- Born: 1991 (age 34–35) Netherlands
- Education: Leiden University, University of Amsterdam, Vrije Universiteit (PhD)
- Occupations: Art historian, Curator, Researcher

= Charlotte Rulkens =

Dutch art historian and curator (born 1991)

Charlotte Rulkens (born 1991) is a Dutch art historian, researcher, curator, and technical art historian. She specializes in seventeenth-century Dutch art, particularly Rembrandt, painting techniques, and attribution research. Her research also includes sixteenth-century Flemish still life painting.

== Career ==
===Education===
Rulkens studied art history at the University of Amsterdam, where she received her BA in Art History and MA in Curating Arts and Cultures, and later obtained her PhD at the Vrije Universiteit, in 2026.

===Curatorial work===
Rulkens held early curatorial and research positions at the Rijksmuseum, The Frick Collection in New York, and the Mauritshuis in The Hague.

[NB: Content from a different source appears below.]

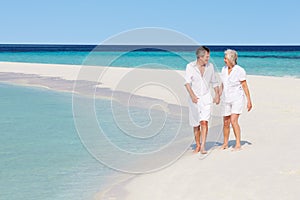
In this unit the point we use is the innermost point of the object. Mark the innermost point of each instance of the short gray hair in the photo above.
(231, 55)
(200, 52)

At the Mauritshuis, Rulkens contributed to exhibitions including Slow Food: Still Lifes of the Golden Age, and National Trust: Dutch Masters from British Country Houses, and curated Rembrandt and the Mauritshuis, organized for the Rembrandt Year in 2019. Her work at the museum included research on Rembrandt, the history of the Mauritshuis collection, and the changing reception of Rembrandt within the institution. During her time at the Mauritshuis she also played a key role in the renewal of the Prince William V Gallery, and has been involved in initiatives to engage young professionals in museum governance and decision-making processes in the Netherlands.

===Academic work===
Rulkens is a research associate at Vrije Universiteit Amsterdam, where her work formed part of the project Replicating a Rembrandt Study. The project examined the possibilities and limits of replication in art history, using attribution research on portraits associated with the young Rembrandt as a case study.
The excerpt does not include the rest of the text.